The cold metal blade of her husband’s dagger, held by another man, brushes her neck. A mess of invading men swarm in front of her. She feels her husband trying to squeeze the child from her and smells Kerr’s fetid breath on her face. Mary knows every single one of these men, knows their histories and family connections. They would all be divested by the coming Parliament and she can have them executed for tonight.

The metal grazing her neck, the pressure on her pregnant belly, the hunks of roasted meat scattered on the floor: these are the sensations she will never forget. She will tell this story many times afterwards and she will repeat these facts, but no one else remembers these details. They don’t believe them or want to hear them. They say she’s making them up to gain sympathy, a charge levelled at victims by powerful men since time immemorial.

Still Mary stands her ground despite Darnley tightening his hold. David is hunkered down behind her, holding tight to her skirts, while she leans back, bending her knees to make herself immovable. Then Patrick Lindsay, a fanatical follower of John Knox, loses patience. He picks up a chair, swings it wildly and misses her belly by a hair. Mary flinches and it’s enough: Darnley lifts her off her feet.

She’s winded, disorientated, and when she looks up she sees that it is done. Kerr has Rizzio by the hair and is dragging him out of the room like a dog that has disgraced itself.

The last Mary sees of David is a hand taking a fistful of the velvet on his back and another grabbing his thigh. As they lift Rizzio he shouts, ‘Sauvez-moi, madame! Sauvez ma vie! Giustizia! Giustizia!’ in a panic-stricken jumble of French and Italian.

Then they’re out of the room with the screaming trophy, his terrified protests receding.

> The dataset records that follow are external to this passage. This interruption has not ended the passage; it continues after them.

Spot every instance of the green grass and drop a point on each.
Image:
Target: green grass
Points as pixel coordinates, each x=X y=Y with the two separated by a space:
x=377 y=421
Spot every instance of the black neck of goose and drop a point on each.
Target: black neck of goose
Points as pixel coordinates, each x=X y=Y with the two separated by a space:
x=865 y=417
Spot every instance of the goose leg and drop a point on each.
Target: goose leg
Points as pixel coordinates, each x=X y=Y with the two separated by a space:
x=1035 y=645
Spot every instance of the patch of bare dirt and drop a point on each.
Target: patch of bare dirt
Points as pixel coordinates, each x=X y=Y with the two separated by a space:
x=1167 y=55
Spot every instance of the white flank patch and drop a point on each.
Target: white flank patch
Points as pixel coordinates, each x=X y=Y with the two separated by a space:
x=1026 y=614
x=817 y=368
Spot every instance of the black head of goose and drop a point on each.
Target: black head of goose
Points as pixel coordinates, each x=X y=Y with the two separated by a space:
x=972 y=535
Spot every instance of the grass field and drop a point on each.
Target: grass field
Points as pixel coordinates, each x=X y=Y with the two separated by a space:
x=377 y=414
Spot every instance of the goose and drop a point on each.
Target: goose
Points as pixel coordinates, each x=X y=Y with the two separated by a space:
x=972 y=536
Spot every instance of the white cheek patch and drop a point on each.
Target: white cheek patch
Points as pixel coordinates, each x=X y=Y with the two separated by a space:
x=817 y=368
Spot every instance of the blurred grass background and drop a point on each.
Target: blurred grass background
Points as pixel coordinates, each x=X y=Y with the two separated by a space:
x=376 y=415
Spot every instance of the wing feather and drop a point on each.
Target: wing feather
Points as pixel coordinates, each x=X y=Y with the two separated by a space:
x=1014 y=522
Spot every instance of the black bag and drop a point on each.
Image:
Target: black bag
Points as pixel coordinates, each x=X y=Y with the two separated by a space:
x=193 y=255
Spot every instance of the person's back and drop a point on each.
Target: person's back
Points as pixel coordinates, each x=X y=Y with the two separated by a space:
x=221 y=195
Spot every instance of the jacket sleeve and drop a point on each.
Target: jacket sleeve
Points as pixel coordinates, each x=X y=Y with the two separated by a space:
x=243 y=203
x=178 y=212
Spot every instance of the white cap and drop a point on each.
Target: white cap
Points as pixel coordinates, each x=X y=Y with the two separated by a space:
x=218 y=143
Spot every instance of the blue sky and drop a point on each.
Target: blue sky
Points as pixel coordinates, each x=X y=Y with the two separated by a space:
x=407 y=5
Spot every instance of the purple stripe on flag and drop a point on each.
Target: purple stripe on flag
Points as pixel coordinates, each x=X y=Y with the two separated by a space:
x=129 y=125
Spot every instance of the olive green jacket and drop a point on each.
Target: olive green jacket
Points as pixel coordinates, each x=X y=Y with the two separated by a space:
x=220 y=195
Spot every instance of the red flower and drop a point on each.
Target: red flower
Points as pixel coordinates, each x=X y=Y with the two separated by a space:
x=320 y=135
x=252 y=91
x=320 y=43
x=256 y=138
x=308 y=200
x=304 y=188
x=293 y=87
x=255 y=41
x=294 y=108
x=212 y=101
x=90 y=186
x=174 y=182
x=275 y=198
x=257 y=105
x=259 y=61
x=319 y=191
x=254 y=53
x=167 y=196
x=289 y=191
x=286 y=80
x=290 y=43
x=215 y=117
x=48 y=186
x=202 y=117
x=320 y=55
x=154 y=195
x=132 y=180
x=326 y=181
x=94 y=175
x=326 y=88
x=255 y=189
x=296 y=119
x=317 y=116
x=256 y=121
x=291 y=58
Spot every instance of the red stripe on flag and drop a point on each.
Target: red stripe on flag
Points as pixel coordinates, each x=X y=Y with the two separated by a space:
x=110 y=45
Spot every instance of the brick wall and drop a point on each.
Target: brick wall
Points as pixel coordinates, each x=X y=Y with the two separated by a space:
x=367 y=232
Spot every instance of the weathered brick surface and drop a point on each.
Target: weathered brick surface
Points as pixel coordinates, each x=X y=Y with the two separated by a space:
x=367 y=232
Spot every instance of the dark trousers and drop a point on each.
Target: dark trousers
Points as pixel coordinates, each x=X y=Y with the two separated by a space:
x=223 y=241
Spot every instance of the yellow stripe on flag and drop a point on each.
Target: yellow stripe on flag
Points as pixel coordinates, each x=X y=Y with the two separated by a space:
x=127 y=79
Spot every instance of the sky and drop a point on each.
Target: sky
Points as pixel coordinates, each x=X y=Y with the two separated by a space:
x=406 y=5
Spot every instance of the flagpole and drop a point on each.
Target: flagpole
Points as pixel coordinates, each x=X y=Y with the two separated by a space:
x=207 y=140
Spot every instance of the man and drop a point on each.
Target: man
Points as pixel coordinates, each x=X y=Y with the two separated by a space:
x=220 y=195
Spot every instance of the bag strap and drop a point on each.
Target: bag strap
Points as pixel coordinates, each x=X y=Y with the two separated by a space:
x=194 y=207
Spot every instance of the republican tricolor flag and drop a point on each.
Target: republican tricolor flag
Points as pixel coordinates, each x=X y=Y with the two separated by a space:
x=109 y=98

Ruthven slumps against the wall by the door, sweating death, and mumbles to the men that they should take Rizzio down the private staircase to the King’s apartments below and to wait for him there. He’ll decide what happens to Rizzio. He calls to Mary, ‘Be not alarmed. We will not harm him. We are removing him from your rooms. We will not harm you, madam!’

Madame!’ shrieks Rizzio. ‘Madame! Sauvez-moi!’ He’s dragged across the bedroom towards the audience chamber. ‘Madame! I am a dead man…’ This is the last thing she hears him say.

‘He has been taken down to your own dear husband’s chamber, madame.’

‘They went the other way,’ says Mary.

Ruthven doesn’t understand. He shakes his head and blinks.

‘They haven’t gone downstairs, Lord Ruthven, they went right. They’ve gone into the audience chamber.’

‘But I told them…’

This is how Ruthven finds out that he is not in charge of this coup either.